Ontem, assistindo a um ensaio, e hoje, ouvindo o meu namorado cantar, eu me dei conta de algo: nem todo mundo nasceu para o improviso. Claro, parece muito óbvio, e eu sei que nem todo mundo tem a condição de simplesmente ler rapidamente a situação no momento e criar ou tirar da cartola do repertório conhecido algo que se encaixe de modo adequado tão instantaneamente, e isso por si só já é um dificultador... mas quando a gente fala de música, e fala de mais de um fazendo (ou procurando fazer) juntos a mesma coisa, o buraco é ainda mais embaixo.
A questão é: para chegar a um resultado que não fique com aquela cara de "puxadinho" ou de "foi o que deu pra fazer de última hora, sabe como é..." ou você conhece bem a música sobre a qual vai criar novos acordes, novas maneiras de executar e variações, ou então, simplesmente, você precisa de uma leitura fenomenal sobre o seu parceiro, de modo que, não importa muito o que se passe na cabeça dele, a sua intimidade com ele te permita entender o que está acontecendo, e isso faça com que ambos possam se ajustar em milésimos de segundos, e a música não perca, e o público não perceba, e a vida siga como se tudo tivesse sido absolutamente planejado.
Aliás, planejamento ajuda demais pra maioria das pessoas.
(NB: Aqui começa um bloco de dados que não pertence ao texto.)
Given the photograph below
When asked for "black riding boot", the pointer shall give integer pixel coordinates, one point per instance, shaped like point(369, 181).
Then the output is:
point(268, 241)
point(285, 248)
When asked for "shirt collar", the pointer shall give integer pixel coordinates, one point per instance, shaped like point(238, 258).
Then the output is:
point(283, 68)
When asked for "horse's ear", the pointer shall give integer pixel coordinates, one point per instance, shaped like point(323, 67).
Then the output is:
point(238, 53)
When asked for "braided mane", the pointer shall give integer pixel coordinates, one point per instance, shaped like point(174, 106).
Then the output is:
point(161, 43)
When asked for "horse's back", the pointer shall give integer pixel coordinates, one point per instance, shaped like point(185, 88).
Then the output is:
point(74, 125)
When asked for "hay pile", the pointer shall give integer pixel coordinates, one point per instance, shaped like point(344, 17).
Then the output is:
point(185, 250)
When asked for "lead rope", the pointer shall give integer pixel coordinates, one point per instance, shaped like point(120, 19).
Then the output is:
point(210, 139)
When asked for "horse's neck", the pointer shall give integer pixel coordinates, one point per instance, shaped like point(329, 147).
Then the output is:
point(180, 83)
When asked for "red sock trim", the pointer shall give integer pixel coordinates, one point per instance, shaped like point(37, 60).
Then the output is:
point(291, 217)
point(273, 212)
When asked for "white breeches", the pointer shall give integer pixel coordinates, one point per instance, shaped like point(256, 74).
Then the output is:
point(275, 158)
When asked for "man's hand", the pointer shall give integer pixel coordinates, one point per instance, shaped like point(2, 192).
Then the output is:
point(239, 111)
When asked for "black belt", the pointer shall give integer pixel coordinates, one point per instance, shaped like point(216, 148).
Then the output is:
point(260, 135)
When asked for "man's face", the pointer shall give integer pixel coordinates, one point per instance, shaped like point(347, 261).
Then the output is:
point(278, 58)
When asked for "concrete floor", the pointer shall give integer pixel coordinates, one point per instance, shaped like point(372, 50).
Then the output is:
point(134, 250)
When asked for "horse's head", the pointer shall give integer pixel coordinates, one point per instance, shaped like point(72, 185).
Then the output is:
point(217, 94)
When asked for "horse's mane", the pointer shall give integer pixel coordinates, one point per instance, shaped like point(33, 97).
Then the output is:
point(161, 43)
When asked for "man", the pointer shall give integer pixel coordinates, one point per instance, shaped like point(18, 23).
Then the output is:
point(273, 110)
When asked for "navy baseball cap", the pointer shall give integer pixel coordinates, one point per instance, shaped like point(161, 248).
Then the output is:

Isso porque, além do plano, que normalmente muda mesmo, tem os imprevistos que não estão considerados no plano original, e claro tudo isso já traz consigo um estresse adicional a ser gerenciado... então, como considerar ainda a falta de planejamento como parte do plano para ter sucesso?
Uma vida ajustada tem certamente espaço para o novo, para o imprevisto, para o inesperado, para o que não se conseguiu prever, mas será que é possível viver só do que não se sabe quando virá e se virá? Como lidar com expectativas sem ansiedade, sendo que não existem expectativas? Como lidar com o presente sem saber para onde ele está nos levando? Obviamente, a questão não é ter controle do contexto, mas deixar simplesmente tudo "a Deus dará", quem dá conta?
Bom, parando pra pensar na própria expressão "a Deus dará", e pensando na fé, planejar... será que faz algum sentido? Penso que quando falamos da vida com Deus não, mas quando pensamos no que é natural, no que é humano, no que é físico e concreto, um mínimo de planejamento faz sentido, principalmente quando se está no começo da música e não se sabe bem aonde se pretende chegar... como na vida: uma relação, sem objetivo, acaba sendo mesmo uma estrada sem rumo, um caminho que até pode ter volta, mas ninguém sabe ao certo se valerá minimamente a pena segui-lo.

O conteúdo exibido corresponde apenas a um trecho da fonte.